Der Standard

Toasters That Can Think. But Will They Care?

- ROBB TODD

The most famous saying of the philosophe­r René Descartes might need an update soon. In the coming age of artificial intelligen­ce, “I think, therefore I am” also could apply to a car, a toaster or a phone.

And maybe that’s not such a bad thing.

“Generally speaking, consciousn­ess and self-awareness are overrated,” Jürgen Schmidhube­r, who is a pioneer in A.I., told The Times.

Creating artificial intelligen­ce is more godlike than it is an engineerin­g discipline, Dr. Schmidhube­r said, adding that conscious machines not only are close to reality but that the field also will develop a new superintel­ligent species.

That’s a long way from Siri, the iPhone’s A.I. assistant. Susan Bennett, who gave the original voice to Siri, wonders if humans think as well as they did before such technology.

“As machines get smarter, is the opposite happening to us?” she wrote in The Times. She also wondered if A.I. eventually will replace humans and whether it will be able to create literature, comedy and art. “We’re about to find out in the next few years.”

But there’s no need to wait to find out. The technology is already infiltrati­ng art. Trevor Paglen’s “Sight Machine” combines artificial intelligen­ce and image-making technology with an avant-garde string quartet that plays “a concert while Paglen’s own A.I. mapping system projects machine-generated images of the musicians behind them in real time,” The Times reported. The code Mr. Paglen wrote for the piece is similar to surveillan­ce A.I. algorithms.

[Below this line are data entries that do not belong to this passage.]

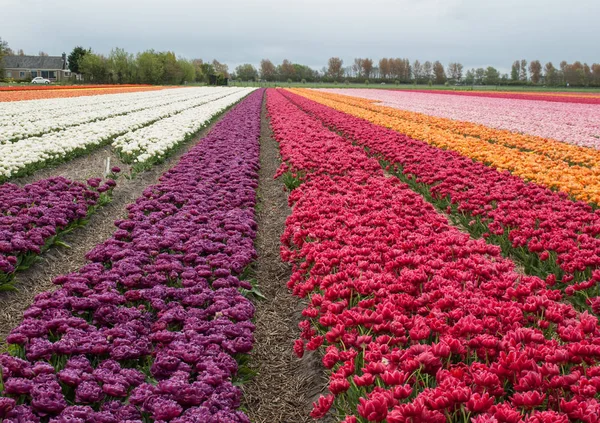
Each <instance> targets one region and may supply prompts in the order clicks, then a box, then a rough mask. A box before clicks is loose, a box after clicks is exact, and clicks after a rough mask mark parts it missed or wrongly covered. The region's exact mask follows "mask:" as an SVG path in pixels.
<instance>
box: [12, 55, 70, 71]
mask: <svg viewBox="0 0 600 423" xmlns="http://www.w3.org/2000/svg"><path fill="white" fill-rule="evenodd" d="M3 61H4V68H6V69H48V70H58V69H62V68H63V59H62V57H61V56H4V59H3Z"/></svg>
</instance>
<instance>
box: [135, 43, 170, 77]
mask: <svg viewBox="0 0 600 423" xmlns="http://www.w3.org/2000/svg"><path fill="white" fill-rule="evenodd" d="M136 62H137V68H138V77H139V82H141V83H143V84H157V85H158V84H161V83H162V81H163V74H164V66H163V62H162V61H161V60H160V58H159V57H158V55H157V54H156V52H155V51H154V50H147V51H144V52H143V53H138V55H137V57H136Z"/></svg>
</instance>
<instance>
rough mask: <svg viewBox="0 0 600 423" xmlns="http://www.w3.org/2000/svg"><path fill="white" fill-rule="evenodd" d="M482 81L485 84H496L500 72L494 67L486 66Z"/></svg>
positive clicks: (495, 84) (496, 84)
mask: <svg viewBox="0 0 600 423" xmlns="http://www.w3.org/2000/svg"><path fill="white" fill-rule="evenodd" d="M483 82H484V84H485V85H497V84H498V82H500V72H498V70H497V69H496V68H495V67H493V66H488V67H487V69H486V70H485V76H484V78H483Z"/></svg>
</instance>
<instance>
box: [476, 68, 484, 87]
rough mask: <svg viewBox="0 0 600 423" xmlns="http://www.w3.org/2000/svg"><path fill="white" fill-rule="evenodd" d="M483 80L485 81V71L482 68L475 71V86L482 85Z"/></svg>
mask: <svg viewBox="0 0 600 423" xmlns="http://www.w3.org/2000/svg"><path fill="white" fill-rule="evenodd" d="M484 79H485V69H483V68H477V69H475V84H476V85H481V84H483V80H484Z"/></svg>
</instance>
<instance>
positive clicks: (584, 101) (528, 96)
mask: <svg viewBox="0 0 600 423" xmlns="http://www.w3.org/2000/svg"><path fill="white" fill-rule="evenodd" d="M411 91H414V92H421V93H434V94H448V95H464V96H472V97H488V98H510V99H513V100H537V101H551V102H558V103H580V104H600V95H599V94H598V93H577V92H574V93H567V92H556V93H552V92H548V93H542V92H525V93H517V92H498V91H443V90H435V91H433V90H411Z"/></svg>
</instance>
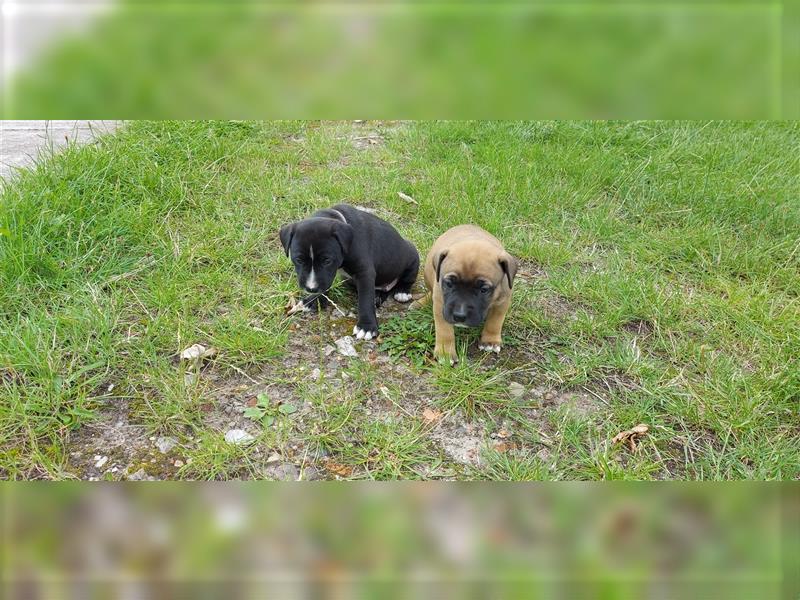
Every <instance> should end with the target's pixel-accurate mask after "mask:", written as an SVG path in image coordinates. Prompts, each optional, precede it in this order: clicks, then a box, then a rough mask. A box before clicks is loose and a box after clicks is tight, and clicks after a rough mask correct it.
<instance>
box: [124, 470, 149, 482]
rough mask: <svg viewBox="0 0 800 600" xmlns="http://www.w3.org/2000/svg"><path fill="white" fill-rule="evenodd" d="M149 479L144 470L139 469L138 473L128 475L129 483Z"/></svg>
mask: <svg viewBox="0 0 800 600" xmlns="http://www.w3.org/2000/svg"><path fill="white" fill-rule="evenodd" d="M145 479H147V473H146V472H145V470H144V469H139V470H138V471H136V473H131V474H130V475H128V481H144V480H145Z"/></svg>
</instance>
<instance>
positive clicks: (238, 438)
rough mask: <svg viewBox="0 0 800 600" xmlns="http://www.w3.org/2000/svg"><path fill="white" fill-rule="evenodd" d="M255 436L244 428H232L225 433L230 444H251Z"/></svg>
mask: <svg viewBox="0 0 800 600" xmlns="http://www.w3.org/2000/svg"><path fill="white" fill-rule="evenodd" d="M254 439H255V438H254V437H253V436H252V435H250V434H249V433H247V432H246V431H245V430H244V429H230V430H229V431H227V432H226V433H225V441H226V442H228V443H229V444H239V445H241V444H249V443H250V442H252V441H253V440H254Z"/></svg>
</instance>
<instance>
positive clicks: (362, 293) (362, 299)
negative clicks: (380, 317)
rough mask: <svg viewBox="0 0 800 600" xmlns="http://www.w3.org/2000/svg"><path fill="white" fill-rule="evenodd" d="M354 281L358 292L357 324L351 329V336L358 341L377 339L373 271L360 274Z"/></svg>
mask: <svg viewBox="0 0 800 600" xmlns="http://www.w3.org/2000/svg"><path fill="white" fill-rule="evenodd" d="M355 279H356V289H357V290H358V323H356V326H355V327H354V328H353V335H355V336H356V339H359V340H361V339H364V340H371V339H372V338H375V337H378V319H377V317H376V316H375V271H369V272H366V273H361V274H360V275H358V277H356V278H355Z"/></svg>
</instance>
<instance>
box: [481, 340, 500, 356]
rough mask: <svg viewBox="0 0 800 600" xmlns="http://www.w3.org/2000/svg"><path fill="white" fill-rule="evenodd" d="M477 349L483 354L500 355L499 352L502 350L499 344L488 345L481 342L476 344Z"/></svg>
mask: <svg viewBox="0 0 800 600" xmlns="http://www.w3.org/2000/svg"><path fill="white" fill-rule="evenodd" d="M478 348H480V349H481V350H483V351H484V352H494V353H495V354H500V350H502V349H503V346H501V345H500V344H489V343H483V342H481V343H480V344H478Z"/></svg>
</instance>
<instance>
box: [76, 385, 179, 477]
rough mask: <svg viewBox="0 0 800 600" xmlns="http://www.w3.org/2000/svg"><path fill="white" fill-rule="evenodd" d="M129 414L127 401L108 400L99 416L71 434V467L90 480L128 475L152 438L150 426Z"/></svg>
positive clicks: (104, 403)
mask: <svg viewBox="0 0 800 600" xmlns="http://www.w3.org/2000/svg"><path fill="white" fill-rule="evenodd" d="M129 416H130V412H129V403H128V402H127V401H125V400H117V401H115V400H114V399H109V400H108V401H106V402H105V403H104V405H103V407H102V409H101V410H100V411H99V414H98V417H97V419H95V420H94V421H92V422H90V423H87V424H85V425H83V426H82V427H81V428H80V429H78V430H77V431H76V432H74V433H73V434H71V436H70V439H69V442H68V447H69V453H68V455H67V460H68V463H67V470H68V471H70V472H72V473H73V474H75V475H76V476H78V477H80V478H81V479H89V480H100V479H106V478H111V479H120V478H123V477H125V476H126V475H127V474H128V469H129V467H130V466H131V465H132V463H133V462H134V461H135V459H137V458H138V457H140V456H141V455H142V454H143V453H144V452H145V451H146V448H147V446H148V445H149V442H150V440H149V438H148V435H147V430H146V428H145V427H143V426H141V425H137V424H133V423H131V422H130V419H129ZM154 458H155V455H154ZM175 470H177V469H175Z"/></svg>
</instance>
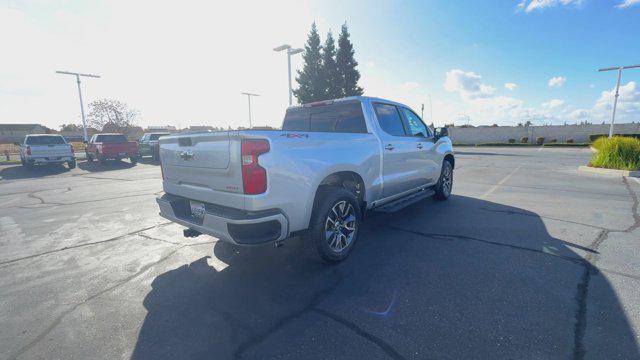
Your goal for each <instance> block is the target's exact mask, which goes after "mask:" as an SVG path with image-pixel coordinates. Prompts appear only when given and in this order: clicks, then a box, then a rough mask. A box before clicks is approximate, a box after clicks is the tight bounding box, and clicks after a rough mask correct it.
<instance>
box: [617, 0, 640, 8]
mask: <svg viewBox="0 0 640 360" xmlns="http://www.w3.org/2000/svg"><path fill="white" fill-rule="evenodd" d="M637 4H640V0H623V1H622V2H621V3H619V4H618V5H616V7H617V8H619V9H624V8H628V7H630V6H633V5H637Z"/></svg>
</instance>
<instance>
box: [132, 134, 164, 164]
mask: <svg viewBox="0 0 640 360" xmlns="http://www.w3.org/2000/svg"><path fill="white" fill-rule="evenodd" d="M169 135H171V134H170V133H168V132H153V133H145V134H144V135H142V137H141V138H140V140H138V151H139V154H140V157H143V156H151V157H152V158H153V160H155V161H157V160H158V159H159V157H160V151H159V149H160V145H159V144H158V139H160V137H161V136H169Z"/></svg>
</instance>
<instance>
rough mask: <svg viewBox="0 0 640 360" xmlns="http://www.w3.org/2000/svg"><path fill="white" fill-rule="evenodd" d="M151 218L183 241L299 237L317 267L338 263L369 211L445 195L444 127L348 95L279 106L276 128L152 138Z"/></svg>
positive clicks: (446, 134)
mask: <svg viewBox="0 0 640 360" xmlns="http://www.w3.org/2000/svg"><path fill="white" fill-rule="evenodd" d="M160 165H161V169H162V179H163V188H164V192H165V194H164V195H162V196H160V197H158V198H157V202H158V204H159V207H160V215H161V216H163V217H165V218H167V219H169V220H171V221H174V222H176V223H179V224H182V225H184V226H185V227H187V229H185V231H184V234H185V236H198V235H200V234H202V233H204V234H209V235H212V236H215V237H217V238H219V239H220V240H223V241H227V242H231V243H233V244H236V245H254V244H260V243H266V242H275V243H276V244H277V245H279V244H283V241H284V240H285V239H287V238H289V237H293V236H296V235H302V236H304V237H306V238H308V239H309V240H310V241H312V243H313V244H314V245H315V247H316V249H317V251H318V254H319V255H320V257H321V258H322V259H323V260H325V261H327V262H336V261H340V260H342V259H344V258H346V257H347V256H348V254H349V252H350V251H351V249H352V248H353V245H354V243H355V242H356V240H357V237H358V230H359V228H360V226H361V222H362V220H363V217H364V215H365V214H366V213H368V212H369V211H383V212H392V211H396V210H398V209H400V208H402V207H404V206H406V205H408V204H411V203H414V202H417V201H419V200H422V199H424V198H426V197H431V196H432V197H434V198H436V199H438V200H445V199H447V198H448V197H449V195H450V194H451V189H452V185H453V169H454V166H455V159H454V154H453V150H452V146H451V141H450V140H449V138H448V132H447V129H446V128H439V129H436V131H435V133H434V132H432V131H431V129H430V128H429V127H427V126H426V125H425V124H424V122H423V121H422V119H421V118H420V117H419V116H418V115H417V114H416V113H415V112H414V111H413V110H411V109H410V108H409V107H408V106H406V105H403V104H401V103H397V102H394V101H389V100H384V99H379V98H371V97H348V98H343V99H337V100H330V101H323V102H318V103H311V104H305V105H302V106H293V107H289V108H288V109H287V111H286V114H285V117H284V122H283V124H282V130H273V131H269V130H239V131H220V132H205V133H199V134H189V135H176V136H170V137H163V138H162V139H160Z"/></svg>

“I wanted to make an artwork that really underlined the contradict­ion between how machines see and how humans see,” he told The Times. “Image-making, along with storytelli­ng and music, is the stuff that culture is made out of. We’re now handing over the ability to tell those stories to artificial intelligen­ce networks and machine-vision systems.”

Mr. Paglen sees a future where photos people post on social media automatica­lly affect things such as insurance policies and credit ratings.

“In a very real way, our rights and freedoms will be modulated by our metadata signatures,” he said. “What’s at stake, obviously, is the fu- ture of the human race! I’m actually serious here.”

Another person with a vision to take seriously is the futurist Ray Kurzweil, who Bill Gates once described as “the best person I know at predicting the future of artificial intelligen­ce.” Mr. Kurzweil told The Times that he thinks that rather than replace humans, A.I. will merge with them and produce hybrids by 2045, thanks to nanorobots as small as blood cells that link our brains to “the cloud.”

“We will be able to transcend our current limitation­s and extend our thinking by one millionfol­d,” he said.

The potential of 21st- century revolution forces us to answer a question we’ve never faced before, Dov Seidman told The Times: “What does it mean to be human in the age of intelligen­t machines?”

Mr. Seidman, the head of LRN, which advises businesses on creating ethical cultures, said humans will be able to maintain an edge over A.I. because we have something they never will: a heart.

“Humans can love,” he said, “they can have compassion, they can dream.”

Mr. Seidman also offered an update to the thinking of Mr. Descartes:

“I care, therefore I am; I hope, therefore I am; I imagine, therefore I am. I am ethical, therefore I am. I have a purpose, therefore I am. I pause and reflect, therefore I am.”

Machines may be getting smarter, but humans can love.